In England, the replacement of NHS Direct with NHS 111 led to a vast reduction in medically trained call handlers and increased referrals to GPs and A&E. But the Welsh Government said the Welsh model differs from other UK models by having a greater proportion of clinical staff within it.
The pilot was launched in Abertawe Bro Morgannwg University Health Board (ABM), in October 2016, and extended to Carmarthenshire in May 2017.
In the six months between October last year and the end of April, the service in ABM dealt with over 73,000 calls.
The 111 pathfinders in ABM and Carmarthenshire use a range of health care professionals in a ‘clinical support hub’. The hub uses the skills of experienced GPs, nurses and pharmacists.
Feedback from staff and patients, particularly via social media, has been positive, said Mr Gething, but now the Public and Corporate Economic Consultants Unit, in association with the University of Sheffield, will carry out a formal evaluation.

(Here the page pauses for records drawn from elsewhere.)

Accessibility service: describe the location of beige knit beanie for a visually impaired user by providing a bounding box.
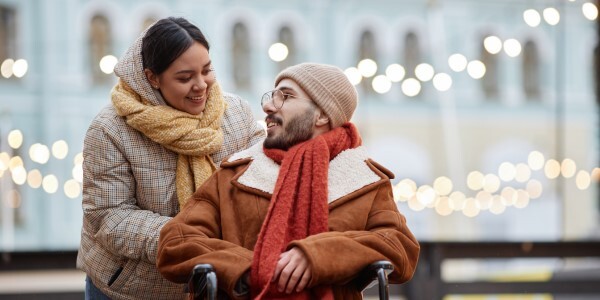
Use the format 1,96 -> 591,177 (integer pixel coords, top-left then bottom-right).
275,63 -> 358,128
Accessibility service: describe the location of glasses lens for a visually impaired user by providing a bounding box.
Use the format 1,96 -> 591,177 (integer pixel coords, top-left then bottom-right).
260,90 -> 283,109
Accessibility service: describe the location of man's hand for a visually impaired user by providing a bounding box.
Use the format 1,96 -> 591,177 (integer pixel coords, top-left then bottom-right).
273,247 -> 312,294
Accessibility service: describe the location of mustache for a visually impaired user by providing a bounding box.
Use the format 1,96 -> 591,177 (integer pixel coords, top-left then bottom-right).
265,115 -> 283,125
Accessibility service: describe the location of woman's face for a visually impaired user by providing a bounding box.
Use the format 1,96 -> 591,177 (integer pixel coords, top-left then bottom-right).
145,42 -> 215,115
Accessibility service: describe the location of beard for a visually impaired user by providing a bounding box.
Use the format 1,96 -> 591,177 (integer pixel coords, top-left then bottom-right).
264,109 -> 314,151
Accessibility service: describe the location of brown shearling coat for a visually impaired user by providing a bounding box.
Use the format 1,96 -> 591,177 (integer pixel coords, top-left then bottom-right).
157,143 -> 419,299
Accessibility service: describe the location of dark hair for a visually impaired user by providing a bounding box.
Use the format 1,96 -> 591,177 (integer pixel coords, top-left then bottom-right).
142,17 -> 210,75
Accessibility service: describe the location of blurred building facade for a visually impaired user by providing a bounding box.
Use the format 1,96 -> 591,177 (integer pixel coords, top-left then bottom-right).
0,0 -> 600,251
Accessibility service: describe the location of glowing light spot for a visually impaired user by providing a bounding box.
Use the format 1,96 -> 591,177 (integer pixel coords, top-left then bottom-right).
542,7 -> 560,26
435,197 -> 453,216
402,78 -> 421,97
269,43 -> 289,62
8,129 -> 23,149
581,2 -> 598,21
0,58 -> 15,78
467,171 -> 484,191
372,75 -> 392,94
560,158 -> 577,178
527,151 -> 545,171
27,169 -> 43,189
448,191 -> 467,211
544,159 -> 561,179
448,53 -> 468,72
523,9 -> 542,27
467,60 -> 486,79
64,179 -> 81,199
526,179 -> 544,199
515,163 -> 531,182
5,190 -> 22,208
490,195 -> 506,215
483,174 -> 500,193
29,143 -> 50,164
415,63 -> 435,82
504,39 -> 522,57
52,140 -> 69,159
483,35 -> 502,54
13,59 -> 29,78
358,58 -> 377,78
433,176 -> 453,196
433,73 -> 452,92
498,162 -> 517,182
12,166 -> 27,185
475,191 -> 492,210
575,170 -> 592,190
100,55 -> 119,74
344,67 -> 362,85
463,198 -> 481,218
42,175 -> 58,194
394,179 -> 417,201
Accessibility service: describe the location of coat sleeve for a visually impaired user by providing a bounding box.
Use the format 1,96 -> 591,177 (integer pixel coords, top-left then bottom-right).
240,93 -> 266,148
287,181 -> 419,287
82,119 -> 170,264
157,172 -> 253,298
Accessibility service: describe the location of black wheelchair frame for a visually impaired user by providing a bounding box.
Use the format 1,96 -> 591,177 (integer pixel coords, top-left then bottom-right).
186,260 -> 394,300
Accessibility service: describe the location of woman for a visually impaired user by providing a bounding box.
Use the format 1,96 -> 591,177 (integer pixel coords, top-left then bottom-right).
77,18 -> 265,299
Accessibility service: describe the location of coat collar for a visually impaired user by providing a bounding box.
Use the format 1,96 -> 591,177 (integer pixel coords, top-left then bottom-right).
227,143 -> 382,203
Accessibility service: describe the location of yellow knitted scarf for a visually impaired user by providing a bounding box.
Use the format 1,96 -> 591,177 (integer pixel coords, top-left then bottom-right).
111,80 -> 227,208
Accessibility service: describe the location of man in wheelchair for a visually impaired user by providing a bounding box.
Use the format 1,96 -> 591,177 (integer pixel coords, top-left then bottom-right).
157,63 -> 419,299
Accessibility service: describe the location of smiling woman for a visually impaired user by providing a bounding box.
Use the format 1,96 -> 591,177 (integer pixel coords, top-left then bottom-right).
77,18 -> 264,299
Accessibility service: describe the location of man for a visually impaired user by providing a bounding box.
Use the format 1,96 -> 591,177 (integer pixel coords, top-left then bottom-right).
157,63 -> 419,299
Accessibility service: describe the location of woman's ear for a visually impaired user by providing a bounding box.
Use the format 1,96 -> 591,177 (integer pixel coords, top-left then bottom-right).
144,69 -> 160,90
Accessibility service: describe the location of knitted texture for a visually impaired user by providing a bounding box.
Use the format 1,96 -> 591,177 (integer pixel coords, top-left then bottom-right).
111,80 -> 226,207
251,123 -> 361,299
275,63 -> 358,128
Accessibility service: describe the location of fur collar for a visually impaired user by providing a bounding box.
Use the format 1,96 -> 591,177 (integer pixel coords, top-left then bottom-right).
227,143 -> 382,203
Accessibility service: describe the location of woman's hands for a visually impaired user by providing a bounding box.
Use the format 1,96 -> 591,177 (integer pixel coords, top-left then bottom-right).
272,247 -> 312,294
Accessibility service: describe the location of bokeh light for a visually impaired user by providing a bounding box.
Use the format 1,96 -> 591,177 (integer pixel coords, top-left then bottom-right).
269,43 -> 289,62
523,9 -> 542,27
358,58 -> 377,78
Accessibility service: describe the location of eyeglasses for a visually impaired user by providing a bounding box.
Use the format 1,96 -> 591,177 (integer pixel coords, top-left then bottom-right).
260,90 -> 312,110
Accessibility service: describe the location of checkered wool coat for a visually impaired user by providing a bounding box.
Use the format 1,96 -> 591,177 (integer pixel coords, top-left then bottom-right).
77,27 -> 265,299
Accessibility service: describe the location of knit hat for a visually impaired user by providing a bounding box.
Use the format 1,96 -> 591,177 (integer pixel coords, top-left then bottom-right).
275,63 -> 358,128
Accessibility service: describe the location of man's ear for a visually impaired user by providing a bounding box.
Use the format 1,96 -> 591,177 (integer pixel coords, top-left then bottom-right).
144,69 -> 160,90
315,112 -> 329,127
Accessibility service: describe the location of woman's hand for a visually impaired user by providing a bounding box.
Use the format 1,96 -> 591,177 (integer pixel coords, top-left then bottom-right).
272,247 -> 312,294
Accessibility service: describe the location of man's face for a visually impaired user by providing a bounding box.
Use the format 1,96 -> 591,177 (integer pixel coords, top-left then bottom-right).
263,78 -> 318,150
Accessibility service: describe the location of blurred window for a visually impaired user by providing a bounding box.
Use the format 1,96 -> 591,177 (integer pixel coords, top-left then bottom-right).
522,40 -> 540,101
480,40 -> 499,101
358,30 -> 377,94
0,5 -> 17,64
89,15 -> 112,84
278,26 -> 296,71
404,32 -> 422,78
231,22 -> 252,90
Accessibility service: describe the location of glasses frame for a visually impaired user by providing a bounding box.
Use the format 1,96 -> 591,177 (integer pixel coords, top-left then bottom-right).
260,89 -> 313,110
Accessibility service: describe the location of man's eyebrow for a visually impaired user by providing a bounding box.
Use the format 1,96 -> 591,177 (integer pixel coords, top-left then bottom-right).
279,86 -> 296,94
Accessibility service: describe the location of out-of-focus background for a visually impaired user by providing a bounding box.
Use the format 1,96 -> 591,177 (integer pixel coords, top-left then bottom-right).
0,0 -> 600,299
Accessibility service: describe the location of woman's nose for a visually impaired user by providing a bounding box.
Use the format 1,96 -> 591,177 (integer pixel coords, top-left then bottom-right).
192,78 -> 208,91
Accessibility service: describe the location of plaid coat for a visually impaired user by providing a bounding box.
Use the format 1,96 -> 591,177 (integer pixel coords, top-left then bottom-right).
77,24 -> 265,299
77,94 -> 264,299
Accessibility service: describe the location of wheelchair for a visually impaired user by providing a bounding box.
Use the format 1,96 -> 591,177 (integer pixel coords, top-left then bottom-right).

This will consider the possible role of the 111 service as the single point of access for non-emergency health services, and the potential to integrate other health enquiry helplines into 111 in the longer term.
It will also explore how expanding the range of specialists employed within the clinical support hub could better support patients with complex conditions such as paediatric diabetes and mental health.
Mr Gething said: ‘I have commissioned an evaluation of the pilot so far so we can learn lessons for the future. I have also asked the 111 Programme Board to provide me with a robust plan by autumn 2017 for taking the service forward.
'I expect this plan to set out options for how the 111 service could operate post pilot, as a national service to support patients and the NHS to treat patients with urgent care needs more effectively.’